The old woman sat down, glanced across at her still-older friend: wrinkled faces under frayed white tignons. Too old for work in the fields, even in these short-handed times. An inventory would list them as no value.
"Thirteen years they was married," said Ursula slowly. "Thirteen years... Michie Philippe, he was ten when he died, in the big yellow fever last summer. Little Mamzelle Alexandrine was six. Madame Madeleine, she took on bad after Mamzelle Alexandrine. But after Michie Arnaud took up with Angelique, there wasn't no more children."
"There wasn't no more children for long before that," said Claire, her bright small black eyes cold with anger. "I doctored enough of her bruises, and you, Ursula, you washed enough blood out of her shifts and sheets and petticoats, to know that."
She turned back to January, toothless face like something carved of seamed black oak. "It got worse after he started up with Angelique, and worse after the children died, but you know he always did knock her around after he'd been at the rum. No wonder the poor woman got the look in her eyes of a cat in an alley, 'fraid to so much as take a piece of fish from your hand. No wonder she couldn't come up with so much as a tear after the cholera squished him like a wrung-out rag. No wonder she turned down those cousins of his, Charles-Louis and Edgar and whoever all else, when they asked her to marry them, wanting to keep the land in the family-asked her at the wake after the funeral, if I know Creole families when there's land to be had!"
"It didn't do her any good with the Trepagiers when she turned them down," added Ursula grimly. "Nor will it do her good with them, or with Madame Alicia Picard, if they learn she's tryin' to raise money some other way to keep the place goin', 'stead of marryin' into their families like they think she oughta."
"Raise money how?" asked January curiously. "And I thought Aunt Picard's son was already married."

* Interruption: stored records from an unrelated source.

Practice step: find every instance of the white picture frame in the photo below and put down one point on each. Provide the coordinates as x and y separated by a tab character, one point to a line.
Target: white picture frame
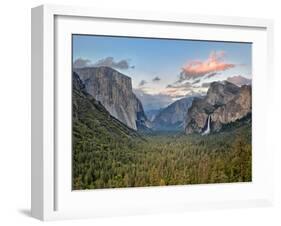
49	26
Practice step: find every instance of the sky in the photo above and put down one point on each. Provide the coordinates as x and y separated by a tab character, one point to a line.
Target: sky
167	68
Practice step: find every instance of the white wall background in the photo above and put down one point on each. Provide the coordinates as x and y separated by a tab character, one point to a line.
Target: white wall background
15	112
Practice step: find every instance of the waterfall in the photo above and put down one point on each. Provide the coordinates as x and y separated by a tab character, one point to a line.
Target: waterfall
208	129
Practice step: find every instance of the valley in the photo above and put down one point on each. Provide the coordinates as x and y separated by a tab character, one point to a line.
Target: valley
116	145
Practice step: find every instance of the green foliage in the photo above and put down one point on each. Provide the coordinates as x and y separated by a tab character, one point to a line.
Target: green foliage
160	159
108	154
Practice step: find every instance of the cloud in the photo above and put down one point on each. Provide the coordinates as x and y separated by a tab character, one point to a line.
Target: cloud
206	84
196	81
213	64
107	62
212	74
156	79
142	83
239	80
81	62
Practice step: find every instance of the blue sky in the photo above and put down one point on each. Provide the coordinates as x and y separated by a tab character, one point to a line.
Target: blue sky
175	63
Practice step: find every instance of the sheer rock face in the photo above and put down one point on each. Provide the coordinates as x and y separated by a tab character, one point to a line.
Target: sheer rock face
173	116
114	91
224	102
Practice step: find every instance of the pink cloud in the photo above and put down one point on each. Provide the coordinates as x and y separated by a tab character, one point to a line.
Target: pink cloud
215	63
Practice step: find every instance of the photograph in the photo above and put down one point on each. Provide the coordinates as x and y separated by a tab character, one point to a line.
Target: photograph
150	111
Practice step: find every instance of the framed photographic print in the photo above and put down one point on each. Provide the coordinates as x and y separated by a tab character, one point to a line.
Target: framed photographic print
137	112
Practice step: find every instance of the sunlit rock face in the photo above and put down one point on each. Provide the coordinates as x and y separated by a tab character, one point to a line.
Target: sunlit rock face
224	103
114	91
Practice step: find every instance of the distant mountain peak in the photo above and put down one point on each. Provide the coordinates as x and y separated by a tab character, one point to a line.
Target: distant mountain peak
239	80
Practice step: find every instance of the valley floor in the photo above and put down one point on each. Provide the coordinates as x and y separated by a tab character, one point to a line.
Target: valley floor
165	159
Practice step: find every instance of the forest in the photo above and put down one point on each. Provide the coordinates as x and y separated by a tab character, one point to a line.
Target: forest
162	159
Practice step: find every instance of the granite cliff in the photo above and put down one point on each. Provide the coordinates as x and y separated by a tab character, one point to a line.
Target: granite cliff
224	103
114	91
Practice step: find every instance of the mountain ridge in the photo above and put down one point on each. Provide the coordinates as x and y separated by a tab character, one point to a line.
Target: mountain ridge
114	90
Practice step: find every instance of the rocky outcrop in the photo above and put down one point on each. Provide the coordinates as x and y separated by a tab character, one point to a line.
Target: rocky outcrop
114	91
224	103
172	117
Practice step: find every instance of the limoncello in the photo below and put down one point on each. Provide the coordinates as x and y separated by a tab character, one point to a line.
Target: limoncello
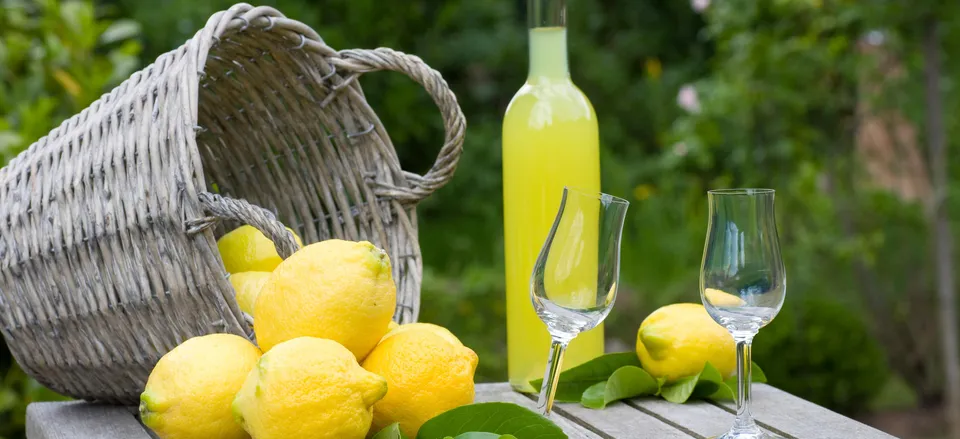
550	140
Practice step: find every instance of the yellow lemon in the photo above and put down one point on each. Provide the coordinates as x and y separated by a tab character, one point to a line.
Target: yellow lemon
308	388
189	391
428	372
676	340
722	299
339	290
247	285
248	249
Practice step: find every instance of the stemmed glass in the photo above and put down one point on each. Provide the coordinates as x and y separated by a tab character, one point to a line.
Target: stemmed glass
574	281
742	281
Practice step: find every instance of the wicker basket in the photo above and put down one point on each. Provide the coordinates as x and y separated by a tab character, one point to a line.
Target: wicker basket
108	225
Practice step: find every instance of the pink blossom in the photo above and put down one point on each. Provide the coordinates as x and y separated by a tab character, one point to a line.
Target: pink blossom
688	100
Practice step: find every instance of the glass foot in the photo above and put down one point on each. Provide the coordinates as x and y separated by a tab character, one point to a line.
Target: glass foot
757	434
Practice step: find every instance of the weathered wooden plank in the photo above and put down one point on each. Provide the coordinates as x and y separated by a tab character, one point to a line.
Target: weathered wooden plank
698	417
621	421
81	420
796	417
502	392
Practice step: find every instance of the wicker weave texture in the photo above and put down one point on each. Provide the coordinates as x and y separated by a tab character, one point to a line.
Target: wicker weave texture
108	225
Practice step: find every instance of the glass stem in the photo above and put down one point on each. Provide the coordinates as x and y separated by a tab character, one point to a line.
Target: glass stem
549	388
744	420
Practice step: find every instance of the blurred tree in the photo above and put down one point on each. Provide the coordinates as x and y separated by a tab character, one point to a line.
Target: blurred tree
790	94
56	57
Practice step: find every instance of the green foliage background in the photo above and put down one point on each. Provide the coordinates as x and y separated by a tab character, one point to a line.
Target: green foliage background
777	82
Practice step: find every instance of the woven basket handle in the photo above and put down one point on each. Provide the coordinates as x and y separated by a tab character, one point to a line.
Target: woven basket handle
222	208
455	124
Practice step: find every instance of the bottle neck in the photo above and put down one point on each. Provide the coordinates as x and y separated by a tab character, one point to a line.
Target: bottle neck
548	39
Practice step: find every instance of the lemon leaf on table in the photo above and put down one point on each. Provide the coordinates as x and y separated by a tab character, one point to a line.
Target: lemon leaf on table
502	418
572	383
705	384
481	435
391	431
679	391
625	382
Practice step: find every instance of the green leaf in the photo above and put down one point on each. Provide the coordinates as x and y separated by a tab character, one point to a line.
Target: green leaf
391	431
482	435
574	382
725	391
679	391
120	30
625	382
706	384
491	417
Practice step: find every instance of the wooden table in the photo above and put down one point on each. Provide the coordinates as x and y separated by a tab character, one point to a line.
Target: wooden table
642	418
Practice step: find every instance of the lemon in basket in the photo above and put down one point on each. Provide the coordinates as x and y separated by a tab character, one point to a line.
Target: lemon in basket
189	392
248	249
677	340
335	289
247	285
308	388
428	372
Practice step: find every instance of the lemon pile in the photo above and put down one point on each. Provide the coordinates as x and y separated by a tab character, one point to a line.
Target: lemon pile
329	360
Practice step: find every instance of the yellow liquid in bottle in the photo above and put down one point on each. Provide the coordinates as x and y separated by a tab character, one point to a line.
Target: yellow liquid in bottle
550	140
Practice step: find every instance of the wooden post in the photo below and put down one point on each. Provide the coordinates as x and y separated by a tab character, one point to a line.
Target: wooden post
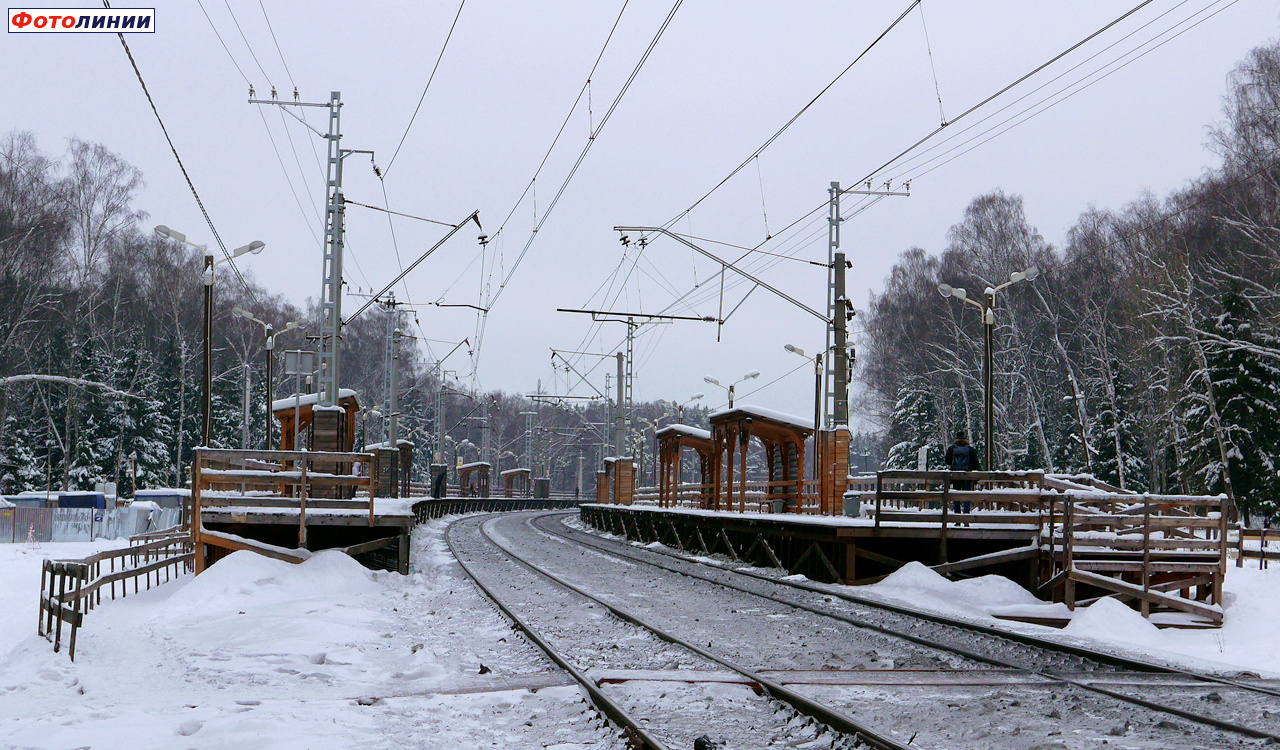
1146	554
1224	508
1068	543
302	506
196	526
942	531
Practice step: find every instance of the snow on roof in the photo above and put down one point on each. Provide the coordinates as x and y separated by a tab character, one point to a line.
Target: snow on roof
684	430
766	414
307	399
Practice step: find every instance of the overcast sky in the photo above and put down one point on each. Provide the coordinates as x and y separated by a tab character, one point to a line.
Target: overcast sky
722	78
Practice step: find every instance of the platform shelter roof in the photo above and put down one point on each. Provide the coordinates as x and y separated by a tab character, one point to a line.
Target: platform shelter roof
682	430
767	415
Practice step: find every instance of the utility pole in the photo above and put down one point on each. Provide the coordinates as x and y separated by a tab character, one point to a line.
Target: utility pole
391	376
248	375
330	291
839	309
620	417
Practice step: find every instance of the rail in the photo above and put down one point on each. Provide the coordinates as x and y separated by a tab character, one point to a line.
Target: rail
69	589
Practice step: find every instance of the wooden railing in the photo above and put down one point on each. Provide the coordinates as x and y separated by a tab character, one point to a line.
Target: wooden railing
69	589
759	495
1156	549
288	479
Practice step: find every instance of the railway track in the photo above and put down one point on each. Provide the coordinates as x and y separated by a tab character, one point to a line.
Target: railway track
1205	700
702	693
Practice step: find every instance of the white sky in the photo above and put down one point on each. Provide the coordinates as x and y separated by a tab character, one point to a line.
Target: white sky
721	81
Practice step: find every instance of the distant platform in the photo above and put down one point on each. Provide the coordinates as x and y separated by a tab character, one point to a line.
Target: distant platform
835	548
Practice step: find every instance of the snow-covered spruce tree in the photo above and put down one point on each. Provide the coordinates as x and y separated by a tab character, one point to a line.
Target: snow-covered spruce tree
144	424
95	433
1119	456
914	422
19	467
1247	389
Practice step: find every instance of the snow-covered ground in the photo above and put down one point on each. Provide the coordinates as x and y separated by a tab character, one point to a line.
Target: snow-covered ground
1246	641
259	653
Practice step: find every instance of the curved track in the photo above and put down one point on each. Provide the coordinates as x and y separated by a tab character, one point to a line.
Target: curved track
1130	681
749	718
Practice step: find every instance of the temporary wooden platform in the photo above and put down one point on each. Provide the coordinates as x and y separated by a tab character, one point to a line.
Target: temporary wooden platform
1072	538
828	548
255	508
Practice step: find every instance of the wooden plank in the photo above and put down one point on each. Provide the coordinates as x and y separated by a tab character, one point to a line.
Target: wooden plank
368	545
1208	611
990	559
233	543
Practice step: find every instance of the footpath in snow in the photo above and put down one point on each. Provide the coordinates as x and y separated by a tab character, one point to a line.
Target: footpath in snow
259	653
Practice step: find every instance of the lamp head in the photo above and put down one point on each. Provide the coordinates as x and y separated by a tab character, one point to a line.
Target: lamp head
172	234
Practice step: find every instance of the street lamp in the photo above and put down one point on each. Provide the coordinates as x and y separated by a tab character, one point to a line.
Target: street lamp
988	321
364	424
269	334
731	385
817	397
255	247
681	407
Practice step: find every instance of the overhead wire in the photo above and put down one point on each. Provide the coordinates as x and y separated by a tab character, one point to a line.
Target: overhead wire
182	167
581	156
1061	95
428	87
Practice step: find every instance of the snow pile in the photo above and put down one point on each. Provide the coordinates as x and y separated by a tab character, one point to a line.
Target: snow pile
1114	621
983	598
1246	640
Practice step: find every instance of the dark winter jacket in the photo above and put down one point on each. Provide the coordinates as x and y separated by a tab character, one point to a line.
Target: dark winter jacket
963	457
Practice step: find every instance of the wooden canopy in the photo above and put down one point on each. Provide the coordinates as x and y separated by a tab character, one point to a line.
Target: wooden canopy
474	479
782	437
516	480
305	405
672	442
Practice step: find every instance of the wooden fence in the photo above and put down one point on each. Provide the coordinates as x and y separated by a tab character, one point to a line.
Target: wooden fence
758	495
1162	550
69	589
286	479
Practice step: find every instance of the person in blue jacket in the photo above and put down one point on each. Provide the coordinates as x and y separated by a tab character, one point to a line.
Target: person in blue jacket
961	456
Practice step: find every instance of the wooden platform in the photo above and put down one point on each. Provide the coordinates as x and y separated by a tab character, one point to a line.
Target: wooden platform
831	548
265	504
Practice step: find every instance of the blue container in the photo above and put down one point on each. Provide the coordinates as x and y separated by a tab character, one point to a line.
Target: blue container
82	501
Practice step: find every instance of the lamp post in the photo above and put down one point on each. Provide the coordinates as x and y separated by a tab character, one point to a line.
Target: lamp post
681	407
817	397
988	321
269	334
750	375
255	247
364	422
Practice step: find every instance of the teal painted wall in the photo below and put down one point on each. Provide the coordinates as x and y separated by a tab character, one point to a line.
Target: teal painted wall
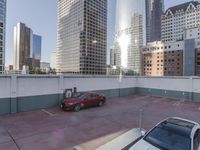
30	103
165	93
37	102
5	105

"Raise money I don't know how," replied the old laundress, rising to head back to the open brick chamber that shared a chimney with the kitchen. "But I can't think of any other reason for her to slip out quiet like she done Thursday night, and take the carriage into town and have Albert let her off in the Place des Armes instead of at her Aunt Picard's. And when she came back, in a hired hack with its lights put out like she didn't want to wake no one up, and came slippin' back into the house through the one door where the shutters hadn't been put up, it was close on to eleven o'clock at night."